We Must Work Together to Help Prevent Suicide
Each September, National Suicide Prevention Month is recognized as we draw attention to the causes, warning signs, and treatment options for those affected by this tragedy. You may think to yourself that this annual campaign is certainly important, but how does it impact you? The truth is, we can all help to reduce and prevent suicide.
As you know, the Second District is home to thousands of veterans. According to the Department of Veterans Affairs, an average of 20 veterans die by suicide every day – a rate of 1.5 times higher than non-veteran adults. I have spent my tenure in Congress fighting for better care of our veterans and sponsoring legislation to address these significant issues. We cannot allow suicide rates to be just a number. We must do what we can to ensure we are all educated on this crisis in order to help prevent it.
Here are some ways in which you can do your part to assist with suicide prevention:
- Know the risk factors. A number of factors can point to someone who is struggling with suicidal thoughts including anxiety, alcohol or substance abuse, hopelessness, self-isolation, impulsive or aggressive tendencies, loss of relationships, family history of suicide, and more.
- Know the warning signs. There are many warning signs including an individual ominously talking about death, having no purpose, feeling trapped, behaving recklessly, withdrawing themselves, mood swings, and many others.
- Contact a professional. Although it may be a difficult decision to make, it is important that you get help for someone you know is suffering. You can call 1-800-273-8255 to find available local resources or even encourage your loved one to call themselves. If you or someone you know is in an emergency, always call 911 immediately.
During these unprecedented times, it is critical that we pay close attention to mental and public health. Suicide is among the leading cause of death in the United States, and the national suicide rate reached historic highs prior to the pandemic. These troubling thoughts can affect anyone regardless of age, gender, or background. The National Alliance on Mental Illness HelpLine reported a 65 percent increase in communication over the phone and online since March, according to a recent study.

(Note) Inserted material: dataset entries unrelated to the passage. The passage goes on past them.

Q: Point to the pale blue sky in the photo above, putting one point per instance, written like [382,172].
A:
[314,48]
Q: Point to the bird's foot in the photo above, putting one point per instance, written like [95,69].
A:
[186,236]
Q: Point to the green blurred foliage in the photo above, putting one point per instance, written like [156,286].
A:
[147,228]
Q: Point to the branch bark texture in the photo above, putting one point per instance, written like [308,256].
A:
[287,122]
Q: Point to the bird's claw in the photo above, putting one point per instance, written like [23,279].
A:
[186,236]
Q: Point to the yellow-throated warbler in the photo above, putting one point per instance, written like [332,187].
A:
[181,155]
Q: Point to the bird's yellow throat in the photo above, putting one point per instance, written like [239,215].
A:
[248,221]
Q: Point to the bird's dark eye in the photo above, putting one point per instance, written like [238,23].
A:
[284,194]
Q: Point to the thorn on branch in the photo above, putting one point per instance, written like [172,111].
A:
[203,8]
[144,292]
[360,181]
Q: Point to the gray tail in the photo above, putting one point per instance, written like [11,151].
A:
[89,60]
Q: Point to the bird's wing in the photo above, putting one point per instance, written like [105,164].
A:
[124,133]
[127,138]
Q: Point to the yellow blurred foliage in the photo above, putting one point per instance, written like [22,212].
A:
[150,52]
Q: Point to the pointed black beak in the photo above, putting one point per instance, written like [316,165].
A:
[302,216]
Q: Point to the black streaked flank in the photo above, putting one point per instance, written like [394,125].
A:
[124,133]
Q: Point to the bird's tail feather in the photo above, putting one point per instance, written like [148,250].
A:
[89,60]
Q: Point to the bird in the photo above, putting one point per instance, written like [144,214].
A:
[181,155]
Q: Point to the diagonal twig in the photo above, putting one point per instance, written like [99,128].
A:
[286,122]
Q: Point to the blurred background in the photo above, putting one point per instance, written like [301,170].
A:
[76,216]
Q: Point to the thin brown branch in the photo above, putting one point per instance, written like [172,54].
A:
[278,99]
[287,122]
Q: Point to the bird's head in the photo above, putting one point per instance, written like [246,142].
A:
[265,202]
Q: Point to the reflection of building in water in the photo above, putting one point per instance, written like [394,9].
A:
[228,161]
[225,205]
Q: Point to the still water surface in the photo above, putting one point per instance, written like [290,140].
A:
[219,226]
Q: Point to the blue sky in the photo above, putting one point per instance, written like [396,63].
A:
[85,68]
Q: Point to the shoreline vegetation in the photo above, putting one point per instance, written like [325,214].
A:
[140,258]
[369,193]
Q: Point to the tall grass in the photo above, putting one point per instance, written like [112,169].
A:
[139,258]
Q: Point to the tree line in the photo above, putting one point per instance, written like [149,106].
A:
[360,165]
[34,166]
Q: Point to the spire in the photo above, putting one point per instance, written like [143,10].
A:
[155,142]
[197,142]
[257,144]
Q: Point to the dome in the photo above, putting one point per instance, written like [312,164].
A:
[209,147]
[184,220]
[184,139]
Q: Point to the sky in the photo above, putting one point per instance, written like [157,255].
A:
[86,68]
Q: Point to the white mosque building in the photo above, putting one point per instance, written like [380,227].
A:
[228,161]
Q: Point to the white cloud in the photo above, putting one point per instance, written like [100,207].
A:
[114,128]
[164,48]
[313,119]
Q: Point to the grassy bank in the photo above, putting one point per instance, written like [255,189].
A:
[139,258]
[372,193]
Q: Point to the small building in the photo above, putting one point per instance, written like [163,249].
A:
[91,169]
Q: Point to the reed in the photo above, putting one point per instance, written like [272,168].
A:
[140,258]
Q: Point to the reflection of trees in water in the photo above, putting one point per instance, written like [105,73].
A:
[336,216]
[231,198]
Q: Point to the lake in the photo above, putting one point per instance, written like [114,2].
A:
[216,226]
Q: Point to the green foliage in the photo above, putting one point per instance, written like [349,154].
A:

I encourage you to reach out to someone you are worried about and have the courage to check on them. Sometimes a simple “Are you okay?” is enough to make all the difference in the world. If you are struggling personally, please text the Crisis Text Line at 741741 or call the National Suicide Prevention Lifeline at 1-800-273-8255 to be connected to someone who can help. Both resources are available 24 hours, seven days a week, and they are free and confidential. Let’s work together to prevent suicide.